In the year 2010, the Caribbean Electric Utility Service Corporation (Carilec) conducted a survey of domestic electricity rates in the Caribbean and found that Grenada’s rates were the 9th highest. Trinidad & Tobago had the lowest followed by Belize, St. Lucia, Jamaica, Barbados, Bahamas, St. Vincent and Anguilla. The cost of electricity in Grenada amounts to approximately EC$1.10 per Kilowatt Hour. Dominica had the 11th highest after Curacao and it is significant to note that the same company which has controlling interest in Grenlec, that is WRB Enterprises Inc, is the same one which controls the electricity company in Dominica.
The Electricity Supply Act No. 18 of 1994 (“the Act”) authorizes the Grenada Electricity Services Limited (Grenlec) to have the monopoly to generate, transmit, distribute and sell electricity throughout Grenada, Carriacou and Petit Martnique until 31st December 2073. In fact Grenlec has a coercive monopoly. This type of monopoly refers to a situation where a business enterprise prohibits competition from entering the field, and this is usually done, as with the present instance, with the aid of government legislation. In this situation competitors are not permitted to enter the field either by price competition, technological or product innovation or marketing.
In the United Kingdom, the rest of Europe and in the United States of America, conscientious steps are continuously being taken to ensure that there is competition in all markets such as electricity, telephone and gas.

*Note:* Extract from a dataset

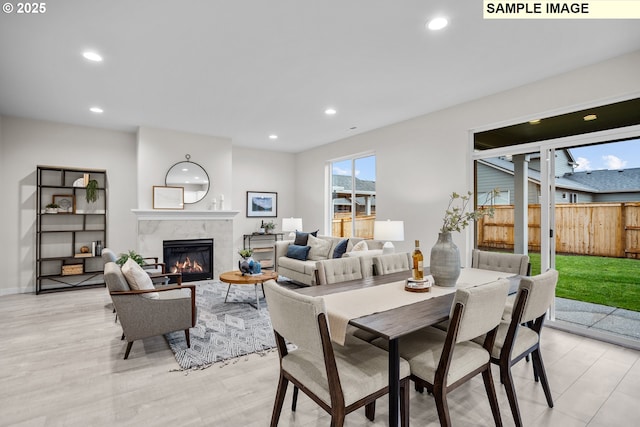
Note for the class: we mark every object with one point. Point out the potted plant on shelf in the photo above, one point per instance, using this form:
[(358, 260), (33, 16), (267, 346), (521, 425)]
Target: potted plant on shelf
[(123, 257), (445, 255), (92, 192), (51, 208), (245, 253), (269, 227)]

Those countries are fully aware of the detrimental effects which non-competitive markets can have on customers. As a whole Western liberal democracies abhor monopolistic conditions.
The present Electricity Supply Act provides for the adjustment of the cost of electricity to customers based upon the rate of inflation, the cost of diesel fuel and another special formula especially used to alleviate the ravages of natural disasters such as hurricanes. The end result is that these price adjustments create a severe financial burden on ordinary householders, and threaten the livelihood of thousands of Grenadians in commercial and manufacturing enterprises as the cost of electricity keeps going upwards year by year.

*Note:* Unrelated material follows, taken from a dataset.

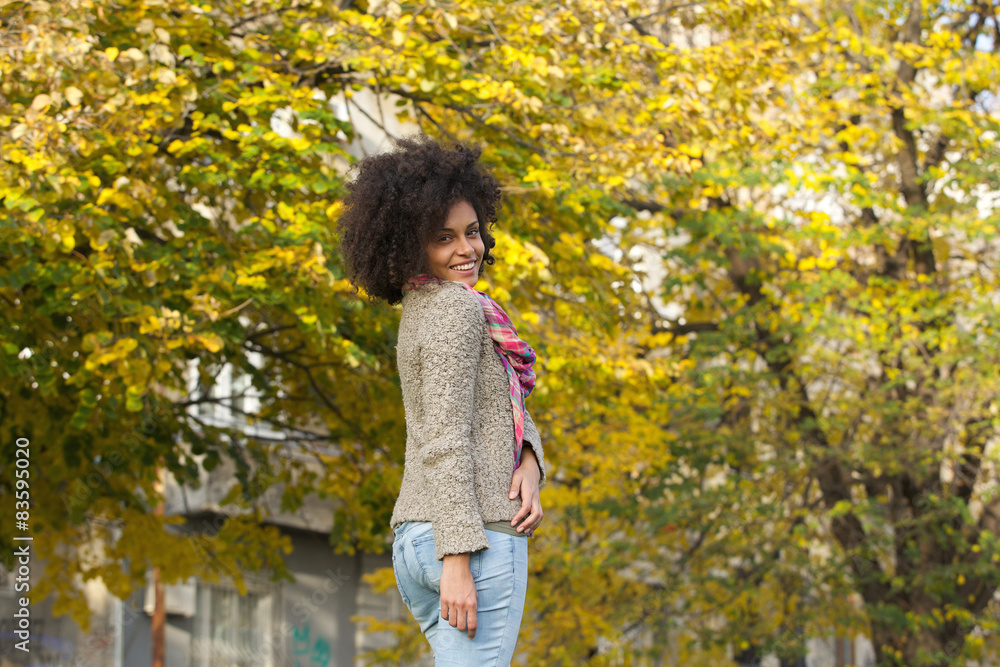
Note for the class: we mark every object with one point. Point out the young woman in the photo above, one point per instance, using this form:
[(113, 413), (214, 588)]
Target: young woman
[(416, 230)]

Notwithstanding, there seems to be no question that over the years Grenlec has been operating efficiently and has been able to generate electricity reliably. This was not the case a number of years ago when government had controlling interest for the supply of electricity. The company made after tax profits of EC$10.3M in 2010, EC$8.8M in 2011 and a whopping EC$14.52 M in 2012. The major problem however, is that because of Grenlec’s complete reliance upon diesel fuel, and the continuous rise in inflation, there seems to be no control over the high prices which customers would have to pay for electricity.
Because of the continuously rising cost of fuel, a number of Caribbean countries embarked upon utilizing other sources of electricity supply, such as wind farms, hydro-electric power and photovoltaic systems for solar energy. These are classified as “renewable energy technology” (RET). For example, wind farms and hydro-electric power make significant contributions to the energy resources of Jamaica. In fact there is no monopoly status given presently to any entity in Jamaica for the generation of electricity there. Aruba and Curacao also have wind farms. Solar Water Heaters are substantially utilized in Barbados.
In Grenada, whilst attempts are being made by investors to have photovoltaic systems as an alternative and cost-effective source of electricity for besieged electricity consumers those efforts are being frustrated by the monopoly status of Grenlec. It is of minimal consolation when Grenlec buys power from the owners of photovoltaic systems for 50 cents and sells back the same power through its grid for $1.10. It seems therefore that the only way in which electricity consumers in Grenada may be able to benefit from the deployment of renewable energy technology, is if Grenlec’s monopoly status is broken. Whilst the Act authorizes this monopoly, it is contended that this legislation is unconstitutional and must be repealed.